Piccioli, eterik ile bir bahar koleksiyonunu birleştiren bir bahar koleksiyonuyla kendini mükemmel bir şekilde kurdu. Gerçeküstü dokunuş, şüphesiz geçen Paris sezonunun en önemli olaylarından biri olan şeyle sonuçlandı. düşmek. Dantelden, çarpıcı pembe pelerinlerden, tatlı bale sandaletlerinden ve büyüleyici minyatür çantalardan yapılmış basamaklı elbiseler, gizli bir alt akıntıyı yalanladı. İngiliz tasarımcı Zandra Rhodes tarafından yaratılan baskılarda gösterilen karanlık, kısmen onun çılgınca büyüleyici resimlerine dayanıyordu. Hieronymus Bosch. Yakından bakarsanız, küpelerin küçük hançerler şeklinde olduğunu gördünüz.
Aralık ayında yetiştiğimizde Piccioli, "Bu koleksiyon modaya yaklaşımımı değiştirdi" dedi. “Estetik köklerime geri döndüm. Orta Çağ'ın sonuna ve İtalyan kültürümün bir parçası olan Rönesans'ın başlangıcına kadar.

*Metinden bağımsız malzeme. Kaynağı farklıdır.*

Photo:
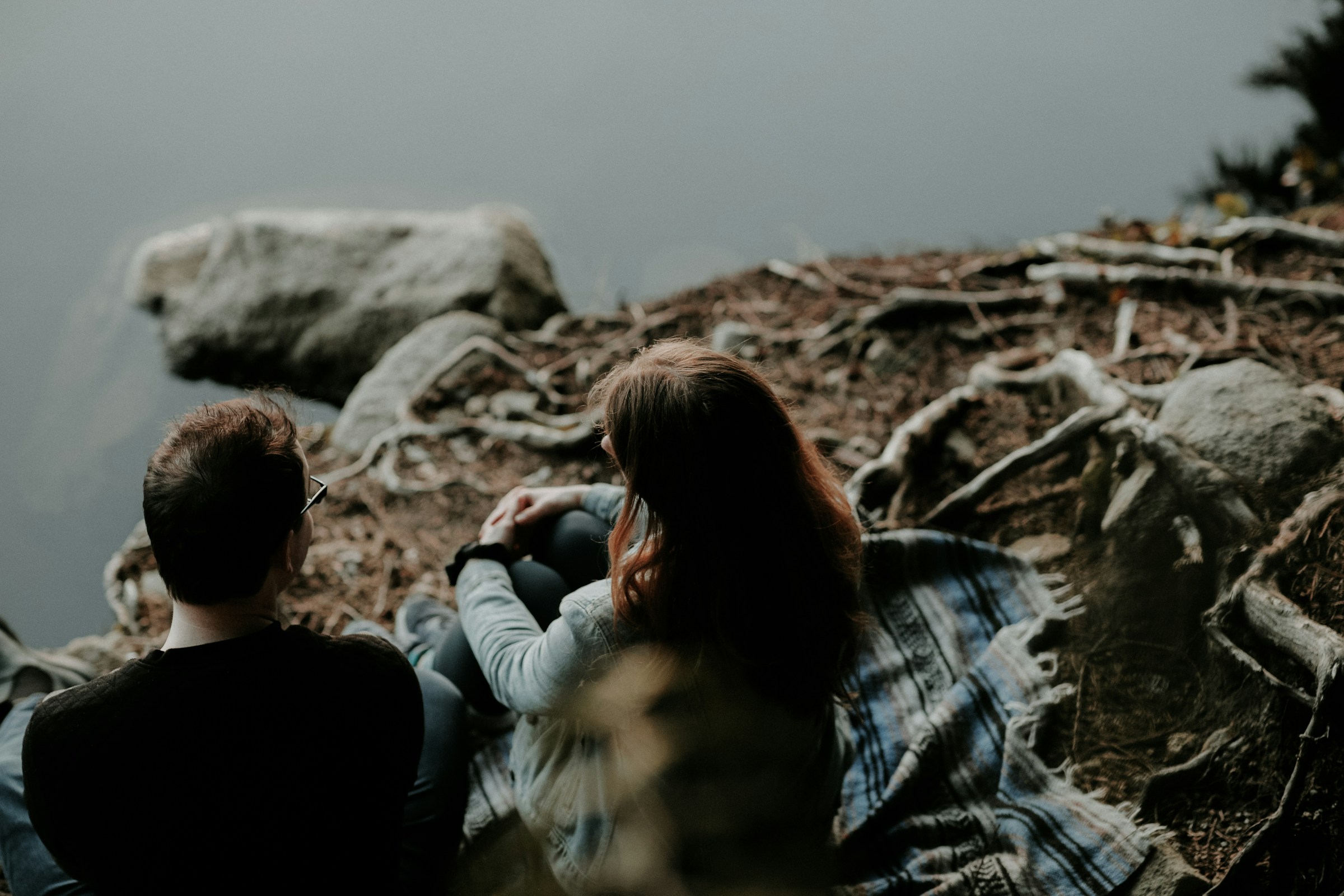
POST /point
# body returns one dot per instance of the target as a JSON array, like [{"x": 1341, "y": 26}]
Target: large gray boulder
[
  {"x": 311, "y": 298},
  {"x": 373, "y": 406},
  {"x": 1253, "y": 422}
]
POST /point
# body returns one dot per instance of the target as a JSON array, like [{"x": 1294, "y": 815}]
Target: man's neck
[{"x": 194, "y": 625}]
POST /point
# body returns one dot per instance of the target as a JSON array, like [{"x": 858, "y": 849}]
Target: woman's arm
[
  {"x": 604, "y": 501},
  {"x": 529, "y": 671}
]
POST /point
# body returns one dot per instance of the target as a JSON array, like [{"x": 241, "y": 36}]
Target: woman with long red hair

Paris gösterisinden kısa bir süre sonra, mutlulukla söylemek isterim ki, Piccioli'yi başka bir arkadaşım Christy Turlington Burns ile tanıştırma fırsatım oldu. Süper model ve anne sağlığı savunucusu ara sıra ayak parmaklarını modanın sularına daldırıyor ve bu benim için sürpriz olmadı. Piccioli, Turlington Burns'ten New'da fotoğraflanan ilk solo Valentino kampanyasında işbirliği yapmasını hemen istediğinde York. Turlington Burns'ün Valentino'nun genel merkezinin bulunduğu Roma'ya papayla buluşmak için gideceğini duyduğumda, Ondan ve Piccioli'den bir kez daha akılların buluşması için bir araya gelmelerini istedim. röportaj yapmak.

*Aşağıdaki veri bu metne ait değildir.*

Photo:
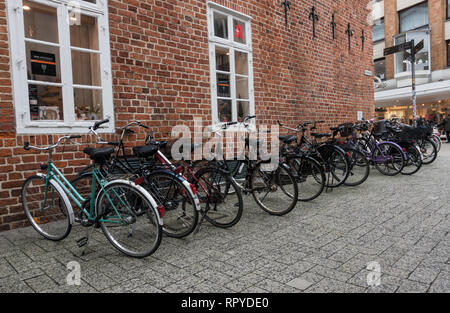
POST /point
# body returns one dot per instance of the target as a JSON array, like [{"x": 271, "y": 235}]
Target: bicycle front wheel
[
  {"x": 129, "y": 220},
  {"x": 359, "y": 168},
  {"x": 274, "y": 190},
  {"x": 181, "y": 214},
  {"x": 389, "y": 159},
  {"x": 46, "y": 208},
  {"x": 220, "y": 196}
]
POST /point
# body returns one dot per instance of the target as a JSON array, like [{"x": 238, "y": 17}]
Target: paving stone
[
  {"x": 409, "y": 286},
  {"x": 322, "y": 246},
  {"x": 300, "y": 284}
]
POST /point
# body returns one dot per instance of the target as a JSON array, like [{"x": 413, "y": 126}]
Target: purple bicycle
[{"x": 387, "y": 156}]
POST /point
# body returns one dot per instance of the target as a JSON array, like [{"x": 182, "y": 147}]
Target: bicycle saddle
[
  {"x": 288, "y": 138},
  {"x": 316, "y": 135},
  {"x": 160, "y": 144},
  {"x": 99, "y": 155},
  {"x": 145, "y": 151}
]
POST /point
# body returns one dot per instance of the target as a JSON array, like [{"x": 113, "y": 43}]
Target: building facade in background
[
  {"x": 65, "y": 64},
  {"x": 427, "y": 22}
]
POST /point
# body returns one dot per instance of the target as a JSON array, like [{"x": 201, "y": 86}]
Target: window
[
  {"x": 380, "y": 68},
  {"x": 423, "y": 57},
  {"x": 61, "y": 65},
  {"x": 231, "y": 64},
  {"x": 378, "y": 30},
  {"x": 448, "y": 53},
  {"x": 448, "y": 9},
  {"x": 414, "y": 18}
]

LAURA BROWN: Ciao, siz ikiniz! Valentino atölyesinde birlikte çektiğiniz bu güzel fotoğraflara bakıyorum ve Christy, Vatikan'a giderken bunu sıktığınız için teşekkürler! Sormak zorundayım: Papa, Naomi Campbell ve Linda Evangelista ile süper modellerin orijinal üçlüsünü oluşturduğunuzun farkında mıydı?
CHRISTY TURLINGTON BURNS: Ah-ha-ha! Vatikan bunu duysaydı, muhtemelen onun yakınında hiçbir yerde hoş karşılanmazdım! küfür! Aman tanrım. Size bir kez, yıllar önce [1995'te], Herb Ritts tarafından fotoğraflanan, giyindiğim ve erkeklerin çıplak olduğu bir Valentino kampanyası yaptığımı söyleyeceğim.

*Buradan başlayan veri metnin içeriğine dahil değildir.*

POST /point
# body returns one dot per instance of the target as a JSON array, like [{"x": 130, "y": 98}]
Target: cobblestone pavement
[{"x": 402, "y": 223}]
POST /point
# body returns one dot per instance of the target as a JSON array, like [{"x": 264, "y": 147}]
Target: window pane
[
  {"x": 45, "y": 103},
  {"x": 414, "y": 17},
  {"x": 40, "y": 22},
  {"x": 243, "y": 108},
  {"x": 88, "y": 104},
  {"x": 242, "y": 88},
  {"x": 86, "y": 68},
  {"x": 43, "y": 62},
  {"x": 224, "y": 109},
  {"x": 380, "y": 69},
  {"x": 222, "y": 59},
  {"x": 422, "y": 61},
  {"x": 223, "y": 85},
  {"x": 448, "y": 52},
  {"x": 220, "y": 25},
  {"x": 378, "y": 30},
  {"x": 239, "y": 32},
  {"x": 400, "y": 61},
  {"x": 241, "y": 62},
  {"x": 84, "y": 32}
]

PIERPAOLO PICCIOLI: Ah, hatırladım!
CTB: Vatikan'ın bu kampanyadan pek memnun olmadığı söylendi.
PP: Bütün erkekler arkadaydı.
CTB: Aynen. Hepsi bir şekilde... beni kucaklıyordu. Kimse beni bu konuda önceden uyarmadı. Biraz rahatsız oldu. Ama evet, daha sonra bana Papa II. John Paul'a ulaştığı söylendi ve Vatikan bundan memnun olmadı. Bu yüzden bugün geri dönüp biraz daha saygılı davranarak telafi ettim.
PP: Papa Francis inanılmaz, değil mi?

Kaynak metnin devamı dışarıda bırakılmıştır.